I've written extensively about how the £ symbol is encoded - but here's a primer.

£ in ISO-8859-1 (Latin-1) is decimal 163.
£ in Unicode is also 163 - but it gets stored as two UTF-8 bytes - 194 & 163. In hex this is 0xC2 0xA3.
In Windows-1252 - the legacy encoding for ancient version of Microsoft's software - 0xC2 gets rendered as Â.

So, at some point, Virgin's billing software is seeing 0xC2 0xA3, encoding it as Â£, and then grabbing the first character to print on the bills.

Where do the other characters come from?

In Code Page 437 - an ancient IBM encoding - the £ symbol is 0x9C.
0x9C in Windows 1252 is œ
The String Terminator is 0xC2 0x9C

And the Ÿ character? Not a clue! Inspecting the raw text of the PDF shows the underlying code is: 6m \2343.00 RIV Discount. PDFs escape octal characters. Octal 234 is decimal 156 - which is hex 0x9C.

Nearest I can get is the ISO/IEC 8859-15 encoding, where œ is 0xBD and Ÿ is 0xBE. Perhaps a font substitution error?

Everything is awful

This isn't just ugly. It points to the fact that Virgin don't test their software and don't upgrade their systems. What other horrors lie in their technology stack?

And it isn't just a tech issue. It is bad for screenreaders - meaning visually impaired users get a poor experience.

The year is 2018. And we're still battling text encoding issues due to crappy software.

3 thoughts on “Virgin Media don't understand Unicode”

Alex

I also have concerns with the way Virgin Media operate their account security. The highly restrictive password rules (7-10 chars, must start with a letter, etc) suggests it isn’t a very sophisticated implementation and I would guess not hashed before storage. I’ve raised this by email and twitter on a number of occasions but it has been ignored.
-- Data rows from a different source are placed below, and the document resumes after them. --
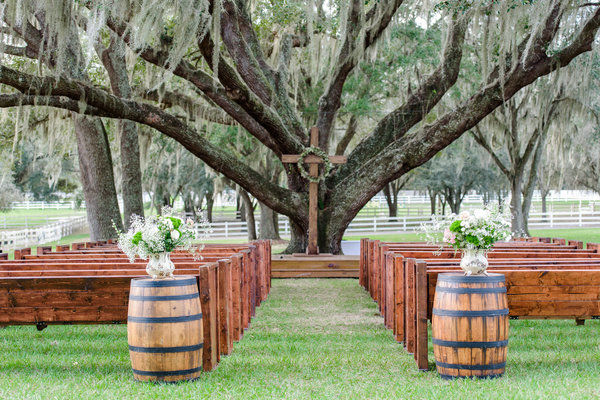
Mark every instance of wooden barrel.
[127,276,203,382]
[431,273,508,379]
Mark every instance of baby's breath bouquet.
[422,207,511,275]
[117,208,206,279]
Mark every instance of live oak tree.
[472,69,590,236]
[0,0,600,253]
[415,136,495,214]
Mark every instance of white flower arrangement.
[117,208,207,262]
[422,207,511,250]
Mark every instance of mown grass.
[0,279,600,399]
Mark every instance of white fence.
[0,216,87,251]
[198,208,600,238]
[10,201,85,210]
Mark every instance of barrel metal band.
[127,313,202,324]
[129,292,200,301]
[438,274,505,283]
[432,338,508,349]
[435,286,506,294]
[129,343,204,353]
[435,361,506,371]
[133,367,202,376]
[432,308,508,317]
[440,374,503,380]
[131,278,196,287]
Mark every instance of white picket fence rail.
[198,209,600,238]
[10,201,85,210]
[0,216,87,251]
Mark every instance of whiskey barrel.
[431,273,508,379]
[127,276,203,382]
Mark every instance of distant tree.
[416,137,490,214]
[383,174,412,218]
[0,0,600,253]
[472,74,579,236]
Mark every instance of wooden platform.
[271,254,359,278]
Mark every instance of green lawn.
[0,279,600,399]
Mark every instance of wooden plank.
[231,254,242,341]
[0,306,127,325]
[199,264,220,371]
[217,260,231,354]
[242,250,252,329]
[394,254,405,342]
[404,258,415,354]
[415,261,429,371]
[385,252,396,330]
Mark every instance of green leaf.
[131,231,142,246]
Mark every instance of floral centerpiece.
[117,209,204,279]
[425,208,511,275]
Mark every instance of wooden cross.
[281,126,346,255]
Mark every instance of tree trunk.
[73,114,123,241]
[235,196,246,222]
[258,203,281,240]
[541,190,548,222]
[204,192,215,223]
[97,37,144,229]
[183,193,197,220]
[427,190,437,215]
[510,173,527,237]
[239,188,256,240]
[445,191,462,214]
[383,182,398,220]
[119,120,144,228]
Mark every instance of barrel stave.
[127,276,203,382]
[432,274,508,378]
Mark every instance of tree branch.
[330,3,600,234]
[471,126,510,176]
[0,65,306,220]
[137,89,236,125]
[332,14,470,182]
[101,12,302,157]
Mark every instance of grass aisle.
[0,279,600,399]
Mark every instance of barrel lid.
[438,272,504,283]
[131,275,197,287]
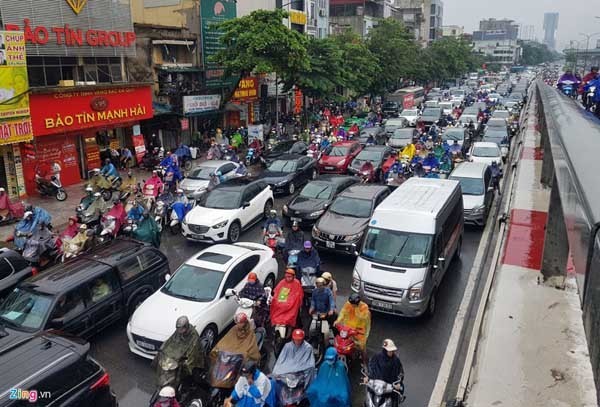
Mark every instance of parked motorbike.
[35,173,67,202]
[361,370,406,407]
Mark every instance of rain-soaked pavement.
[91,193,481,407]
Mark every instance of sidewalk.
[465,98,597,407]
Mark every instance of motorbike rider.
[100,158,119,180]
[152,315,206,390]
[363,339,404,406]
[334,293,371,364]
[296,240,321,279]
[271,269,304,327]
[225,362,272,407]
[152,386,180,407]
[306,347,351,407]
[273,329,315,380]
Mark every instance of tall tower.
[544,13,558,50]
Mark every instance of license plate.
[373,301,392,309]
[135,341,156,350]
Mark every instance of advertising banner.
[200,0,237,88]
[183,95,221,115]
[29,86,154,137]
[0,31,29,120]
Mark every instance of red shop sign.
[29,86,153,137]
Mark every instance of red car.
[317,141,362,174]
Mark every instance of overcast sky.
[443,0,600,49]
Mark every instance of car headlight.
[213,220,229,229]
[350,271,360,291]
[408,283,423,301]
[344,232,362,242]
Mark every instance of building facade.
[544,13,558,51]
[0,0,153,194]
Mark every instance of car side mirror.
[50,318,65,329]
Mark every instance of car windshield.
[300,182,333,199]
[356,150,381,161]
[202,188,241,209]
[361,228,433,267]
[267,160,298,173]
[325,146,350,157]
[473,146,500,157]
[0,287,53,331]
[442,130,465,141]
[160,264,224,302]
[329,196,373,218]
[188,167,215,180]
[392,129,414,140]
[450,177,485,195]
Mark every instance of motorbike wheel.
[56,188,67,202]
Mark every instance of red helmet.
[292,329,304,341]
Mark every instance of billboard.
[1,0,136,57]
[200,0,237,88]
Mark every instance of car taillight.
[90,373,110,390]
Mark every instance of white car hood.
[130,291,211,341]
[179,178,209,191]
[463,195,484,211]
[185,206,235,226]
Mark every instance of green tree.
[213,9,310,82]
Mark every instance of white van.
[352,177,464,317]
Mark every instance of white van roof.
[369,177,460,234]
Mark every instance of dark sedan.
[282,175,358,226]
[260,154,319,195]
[263,140,308,165]
[312,184,390,254]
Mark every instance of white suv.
[127,242,277,359]
[181,178,273,243]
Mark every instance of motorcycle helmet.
[348,293,360,305]
[158,386,175,399]
[292,329,304,341]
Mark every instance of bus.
[386,86,425,109]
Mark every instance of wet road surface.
[91,197,481,407]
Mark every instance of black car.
[0,248,36,299]
[0,332,117,407]
[260,154,319,195]
[312,184,390,254]
[282,175,358,226]
[263,140,308,165]
[0,238,169,348]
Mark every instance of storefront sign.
[2,0,136,57]
[29,86,153,137]
[0,31,29,119]
[200,0,237,88]
[289,10,307,25]
[183,95,221,114]
[0,117,33,145]
[233,77,258,100]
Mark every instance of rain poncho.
[335,301,371,349]
[133,216,160,248]
[210,321,260,388]
[231,370,271,407]
[306,348,350,407]
[152,326,206,376]
[273,341,315,377]
[271,278,304,326]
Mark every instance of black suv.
[0,238,169,351]
[0,333,117,407]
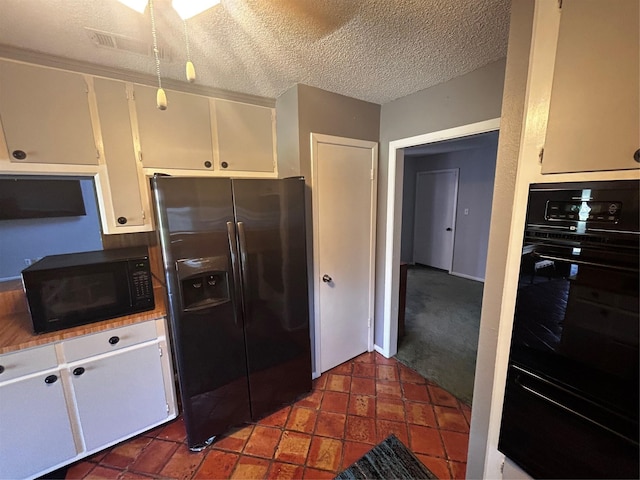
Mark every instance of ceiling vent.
[84,27,171,62]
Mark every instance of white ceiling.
[0,0,511,104]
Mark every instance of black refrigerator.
[151,175,311,450]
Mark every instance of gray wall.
[0,178,102,282]
[375,59,505,346]
[467,0,535,478]
[276,84,380,373]
[400,137,498,280]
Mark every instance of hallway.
[396,265,484,404]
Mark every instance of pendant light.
[118,0,220,110]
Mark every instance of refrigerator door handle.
[238,222,251,323]
[227,222,243,325]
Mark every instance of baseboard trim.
[373,345,392,358]
[450,272,484,283]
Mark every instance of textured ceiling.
[0,0,511,104]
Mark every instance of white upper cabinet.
[211,99,275,172]
[0,61,98,165]
[134,85,213,170]
[542,0,640,173]
[93,78,152,233]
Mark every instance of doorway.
[385,122,497,403]
[311,134,378,375]
[413,169,458,272]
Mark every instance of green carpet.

The lack of testing you’ve identified on their website reinforces my worries.

Reply 2018-08-26 18:52

Tom

The year is 2021 and I still just received and email telling me “You’Re Receiving A œ3 Discount” and came and found this post. Good to know my fee’s are being used to keep this telecoms company on top of it’s tech.

Reply 2021-07-22 12:21